Os fragilidades da economia portuguesa são esmiuçadas pelos economistas Fernando Alexandre, Luís Aguiar-Conraria e Pedro Bação no livro “Crise e Castigo e o Dia Seguinte”, reeditado pela Fundação Francisco Manuel dos Santos. Ao Jornal Económico, Fernando Alexandre alerta que, apesar da recuperação económica, as famílias e as empresas “continuam muito endividadas”.
Este livro traça um retrato da evolução de Portugal até à crise e da recuperação económica. O país aprendeu as lições necessárias?
O país é composto por pessoas com visões muito diferentes. Julgamos poder dizer que muitas pessoas estão agora mais conscientes dos perigos associados a grandes défices públicos e a níveis elevados de dívida pública. O facto de as reivindicações de certos sectores da sociedade, como os professores, não terem recebido grande simpatia popular pode ser um sinal dessa consciência de que, nas circunstâncias atuais, é difícil aumentar os benefícios atribuídos pelo Estado, especialmente quando implicam aumentos consideráveis da despesa pública. Nesta linha, parece ser claro que a política orçamental mudou desde a crise. O Governo da “geringonça” deu prioridade à redução do défice e o novo Governo tem como lema as contas certas.

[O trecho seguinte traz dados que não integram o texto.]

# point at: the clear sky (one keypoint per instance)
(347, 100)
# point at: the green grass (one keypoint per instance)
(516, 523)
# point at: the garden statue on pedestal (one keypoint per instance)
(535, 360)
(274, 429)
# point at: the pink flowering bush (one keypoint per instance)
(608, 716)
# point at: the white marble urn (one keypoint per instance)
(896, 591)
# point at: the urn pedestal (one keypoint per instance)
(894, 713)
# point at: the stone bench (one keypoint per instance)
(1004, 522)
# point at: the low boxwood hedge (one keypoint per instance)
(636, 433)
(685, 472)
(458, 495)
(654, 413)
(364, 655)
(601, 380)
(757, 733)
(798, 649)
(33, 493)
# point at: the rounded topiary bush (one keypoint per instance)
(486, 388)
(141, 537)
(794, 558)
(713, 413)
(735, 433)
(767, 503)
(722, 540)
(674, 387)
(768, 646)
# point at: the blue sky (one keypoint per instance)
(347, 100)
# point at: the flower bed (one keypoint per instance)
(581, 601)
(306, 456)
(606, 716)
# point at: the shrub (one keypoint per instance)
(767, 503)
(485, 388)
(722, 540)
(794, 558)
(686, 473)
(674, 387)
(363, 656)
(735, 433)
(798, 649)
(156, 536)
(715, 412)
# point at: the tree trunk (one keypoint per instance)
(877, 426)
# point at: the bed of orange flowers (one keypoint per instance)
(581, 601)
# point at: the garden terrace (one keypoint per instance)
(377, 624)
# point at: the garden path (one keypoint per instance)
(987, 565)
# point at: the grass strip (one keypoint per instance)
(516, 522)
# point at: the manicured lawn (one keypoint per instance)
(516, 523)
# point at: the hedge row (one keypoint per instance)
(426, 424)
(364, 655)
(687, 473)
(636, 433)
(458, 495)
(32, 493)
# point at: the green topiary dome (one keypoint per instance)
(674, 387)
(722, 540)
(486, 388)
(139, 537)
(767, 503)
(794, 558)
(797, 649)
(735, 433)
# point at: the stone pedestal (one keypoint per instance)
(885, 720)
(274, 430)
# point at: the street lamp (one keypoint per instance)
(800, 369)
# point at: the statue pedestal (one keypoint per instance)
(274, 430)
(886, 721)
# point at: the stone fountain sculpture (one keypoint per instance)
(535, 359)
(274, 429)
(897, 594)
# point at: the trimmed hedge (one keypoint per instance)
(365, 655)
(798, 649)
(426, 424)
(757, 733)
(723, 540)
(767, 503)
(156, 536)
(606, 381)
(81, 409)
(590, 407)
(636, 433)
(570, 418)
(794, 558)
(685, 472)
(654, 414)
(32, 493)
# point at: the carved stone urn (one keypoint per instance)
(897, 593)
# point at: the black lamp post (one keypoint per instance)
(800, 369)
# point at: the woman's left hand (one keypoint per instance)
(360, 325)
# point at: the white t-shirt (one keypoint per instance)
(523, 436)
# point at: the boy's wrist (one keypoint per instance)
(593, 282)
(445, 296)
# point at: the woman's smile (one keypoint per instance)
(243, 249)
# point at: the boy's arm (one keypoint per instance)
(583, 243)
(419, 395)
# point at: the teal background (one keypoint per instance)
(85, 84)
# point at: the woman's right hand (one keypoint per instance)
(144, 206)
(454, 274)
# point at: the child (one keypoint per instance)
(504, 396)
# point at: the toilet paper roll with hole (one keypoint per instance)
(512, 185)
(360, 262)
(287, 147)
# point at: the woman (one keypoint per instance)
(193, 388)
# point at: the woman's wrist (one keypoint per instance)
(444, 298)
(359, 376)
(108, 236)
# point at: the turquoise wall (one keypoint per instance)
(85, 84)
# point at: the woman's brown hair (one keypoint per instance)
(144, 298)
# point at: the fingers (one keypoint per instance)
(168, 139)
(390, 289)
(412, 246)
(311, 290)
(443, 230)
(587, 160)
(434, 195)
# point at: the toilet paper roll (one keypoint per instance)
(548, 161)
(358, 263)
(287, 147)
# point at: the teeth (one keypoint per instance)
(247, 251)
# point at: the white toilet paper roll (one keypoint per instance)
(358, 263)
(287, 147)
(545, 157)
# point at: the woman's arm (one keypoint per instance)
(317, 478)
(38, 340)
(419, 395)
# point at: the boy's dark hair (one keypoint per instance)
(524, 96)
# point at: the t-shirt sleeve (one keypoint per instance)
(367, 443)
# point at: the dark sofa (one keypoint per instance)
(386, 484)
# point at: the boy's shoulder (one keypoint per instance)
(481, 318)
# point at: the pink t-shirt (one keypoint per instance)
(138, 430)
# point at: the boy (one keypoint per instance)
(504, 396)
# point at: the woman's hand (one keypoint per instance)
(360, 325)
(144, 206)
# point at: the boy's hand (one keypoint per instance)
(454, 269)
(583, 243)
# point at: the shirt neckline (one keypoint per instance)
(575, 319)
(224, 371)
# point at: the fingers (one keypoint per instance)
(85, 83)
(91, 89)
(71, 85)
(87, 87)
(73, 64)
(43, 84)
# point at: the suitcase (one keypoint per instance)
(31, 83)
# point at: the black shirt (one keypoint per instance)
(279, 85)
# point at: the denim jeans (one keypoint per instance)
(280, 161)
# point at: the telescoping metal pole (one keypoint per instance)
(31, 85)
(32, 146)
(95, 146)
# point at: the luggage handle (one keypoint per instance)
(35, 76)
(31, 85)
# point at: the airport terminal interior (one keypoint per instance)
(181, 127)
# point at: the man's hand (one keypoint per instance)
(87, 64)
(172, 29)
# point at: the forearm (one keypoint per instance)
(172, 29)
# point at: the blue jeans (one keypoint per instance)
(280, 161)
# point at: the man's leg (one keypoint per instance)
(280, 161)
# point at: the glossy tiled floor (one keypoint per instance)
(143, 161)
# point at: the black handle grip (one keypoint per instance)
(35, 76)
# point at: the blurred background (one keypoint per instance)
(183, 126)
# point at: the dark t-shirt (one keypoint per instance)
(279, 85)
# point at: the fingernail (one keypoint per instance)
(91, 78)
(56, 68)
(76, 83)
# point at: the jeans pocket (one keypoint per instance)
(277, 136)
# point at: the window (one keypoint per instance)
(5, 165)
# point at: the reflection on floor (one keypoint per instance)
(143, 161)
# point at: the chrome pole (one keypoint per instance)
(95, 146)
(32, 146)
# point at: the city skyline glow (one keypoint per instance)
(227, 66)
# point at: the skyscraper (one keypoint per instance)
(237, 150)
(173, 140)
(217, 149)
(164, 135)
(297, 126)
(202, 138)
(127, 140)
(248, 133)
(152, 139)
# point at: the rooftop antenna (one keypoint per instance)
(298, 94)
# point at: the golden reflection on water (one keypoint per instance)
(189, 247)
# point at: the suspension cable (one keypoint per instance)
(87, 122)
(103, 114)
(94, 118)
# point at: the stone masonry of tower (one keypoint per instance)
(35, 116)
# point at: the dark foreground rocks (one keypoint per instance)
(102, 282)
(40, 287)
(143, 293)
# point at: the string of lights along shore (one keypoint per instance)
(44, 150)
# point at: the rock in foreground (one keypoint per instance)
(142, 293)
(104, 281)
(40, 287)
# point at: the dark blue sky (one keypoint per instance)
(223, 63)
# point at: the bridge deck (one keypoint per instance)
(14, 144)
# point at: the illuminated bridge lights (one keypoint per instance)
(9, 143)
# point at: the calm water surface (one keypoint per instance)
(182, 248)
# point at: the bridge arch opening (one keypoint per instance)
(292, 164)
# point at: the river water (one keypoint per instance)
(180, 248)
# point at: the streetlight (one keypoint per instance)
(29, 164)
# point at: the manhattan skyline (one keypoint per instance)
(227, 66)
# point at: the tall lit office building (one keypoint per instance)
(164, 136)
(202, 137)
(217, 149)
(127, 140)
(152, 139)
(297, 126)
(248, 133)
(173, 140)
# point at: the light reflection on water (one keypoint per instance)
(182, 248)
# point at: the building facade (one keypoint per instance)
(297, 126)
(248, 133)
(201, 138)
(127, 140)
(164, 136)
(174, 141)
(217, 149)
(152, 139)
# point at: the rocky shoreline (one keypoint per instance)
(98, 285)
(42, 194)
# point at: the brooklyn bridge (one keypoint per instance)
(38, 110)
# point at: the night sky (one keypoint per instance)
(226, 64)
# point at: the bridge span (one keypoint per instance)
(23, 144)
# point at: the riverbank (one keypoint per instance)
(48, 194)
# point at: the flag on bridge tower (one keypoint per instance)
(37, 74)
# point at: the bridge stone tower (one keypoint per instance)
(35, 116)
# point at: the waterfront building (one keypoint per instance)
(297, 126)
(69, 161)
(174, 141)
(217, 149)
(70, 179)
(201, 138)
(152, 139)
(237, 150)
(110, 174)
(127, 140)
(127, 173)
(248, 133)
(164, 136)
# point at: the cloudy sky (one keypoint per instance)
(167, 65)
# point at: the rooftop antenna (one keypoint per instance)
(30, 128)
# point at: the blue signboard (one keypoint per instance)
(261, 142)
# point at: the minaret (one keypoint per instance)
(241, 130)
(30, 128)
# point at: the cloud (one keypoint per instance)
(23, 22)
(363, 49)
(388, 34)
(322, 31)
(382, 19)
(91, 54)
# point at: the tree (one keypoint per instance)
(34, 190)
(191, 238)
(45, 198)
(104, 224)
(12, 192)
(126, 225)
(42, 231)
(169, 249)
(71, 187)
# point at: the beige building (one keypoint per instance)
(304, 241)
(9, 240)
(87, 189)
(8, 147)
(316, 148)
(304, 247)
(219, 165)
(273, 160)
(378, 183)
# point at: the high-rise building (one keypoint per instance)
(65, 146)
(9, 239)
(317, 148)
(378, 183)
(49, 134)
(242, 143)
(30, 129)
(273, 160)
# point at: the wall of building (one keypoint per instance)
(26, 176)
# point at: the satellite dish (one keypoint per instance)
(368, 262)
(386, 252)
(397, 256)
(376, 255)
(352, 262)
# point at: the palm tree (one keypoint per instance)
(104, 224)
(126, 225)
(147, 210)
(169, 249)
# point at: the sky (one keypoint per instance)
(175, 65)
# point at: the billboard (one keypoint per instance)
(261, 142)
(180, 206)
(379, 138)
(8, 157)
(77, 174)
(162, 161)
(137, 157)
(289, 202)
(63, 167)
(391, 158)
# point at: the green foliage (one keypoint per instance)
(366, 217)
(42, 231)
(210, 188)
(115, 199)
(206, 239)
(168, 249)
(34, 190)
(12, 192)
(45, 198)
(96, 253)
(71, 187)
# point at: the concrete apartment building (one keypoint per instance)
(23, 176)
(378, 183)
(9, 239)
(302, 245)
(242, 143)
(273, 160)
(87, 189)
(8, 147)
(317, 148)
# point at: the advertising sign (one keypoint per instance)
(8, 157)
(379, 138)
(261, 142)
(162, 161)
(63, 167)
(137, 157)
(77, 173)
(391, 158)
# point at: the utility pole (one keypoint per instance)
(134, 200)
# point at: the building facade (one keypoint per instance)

Refere que houve projetos com retornos medíocres face à despesa pública ou ao crédito obtido. Que projetos foram esses?
A situação do sector bancário, o elevado valor de créditos irrecuperáveis ou registados como imparidades refletem a má alocação do crédito. As perdas da banca concentraram-se nos sectores da construção e imobiliário. No caso do investimento público destacam-se muitas parcerias público-privadas, onde a posição do Estado não foi bem defendida, e obras de baixo retorno para a sociedade e a economia, onde o aeroporto de Beja se destaca.
De que forma é que se pode evitar a estagnação da economia portuguesa que se registou nos anos pré-crise e que retratam no livro?
Em primeiro lugar, é preciso notar que a redução da taxa de crescimento económico não foi um fenómeno exclusivamente português, tendo sido observado em muitos países desenvolvidos. No entanto, essa constatação é uma fraca consolação, pois enquanto os países mais desenvolvidos estagnaram num nível de rendimento elevado, Portugal estagnou num nível inferior em cerca de 30%. Por outro lado, na primeira década do século XXI, a taxa média de crescimento anual foi cerca de 1%. Apenas a Itália e a Alemanha tiveram pior desempenho. Os factores sobre os quais se pode atuar podem ser divididos em três grandes grupos: o contexto institucional, o investimento e a formação dos recursos humanos, nomeadamente em áreas tecnológicas. No que respeita ao contexto institucional, é importante aumentar a “liberdade económica” (especialmente fomentando a concorrência), aumentar a qualidade das instituições (por exemplo, combatendo a corrupção) e melhorar a afetação dos recursos (área em que o sector bancário tem um papel fundamental). Em relação ao investimento, é necessário garantir boas infraestruturas, reforçar o investimento empresarial das empresas exportadoras e captar investimento direto estrangeiro que permita aprofundar a integração das empresas portuguesas nas grandes cadeias de valor globais. É importante reforçar o investimento na educação, começando nas idades mais baixas, mas procurando também dar formação complementar à fatia da população com qualificações baixas. O desenvolvimento de competências digitais deverá, naturalmente, ser um elemento fundamental.
O endividamento externo é ainda uma ameaça?
Sim. A dívida pública é cerca de 120% do PIB, o dobro do estabelecido pelos critérios da área do euro e a terceira mais elevada da UE. Um aumento da taxa de juro pode ter um efeito muito significativo sobre o lado da despesa do Orçamento do Estado. Será necessário contar com a continuação da boa vontade do Banco Central Europeu para evitar um cenário mais grave. Mas também as famílias e as empresas continuam muito endividadas. Após seis anos consecutivos de equilíbrio externo, há sinais preocupantes em relação à capacidade de financiamento do país. A poupança continua em valores muito baixos e o aumento do investimento pode assim levar ao aumento do envidamento externo, que representa cerca de 100% do PIB.
Qual é a capacidade de Portugal se posicionar como um player na transformação do mundo digital global?
Será difícil ser um player no mundo digital quando se é um país pequeno em que uma parte ainda significativa da população continua a ter qualificações baixas. Por outro lado, é necessário ter essa ambição e, sobretudo, há que tentar criar condições para tal. É necessário investir na formação nessas áreas, aproveitar melhor o potencial dos nossos jovens nessas áreas, e criar um contexto propício para o aparecimento e para a expansão de empresas que aproveitem e potenciem essas competências. No final, o sucesso desta estratégia passa pela capacidade de aproveitar as oportunidades da globalização.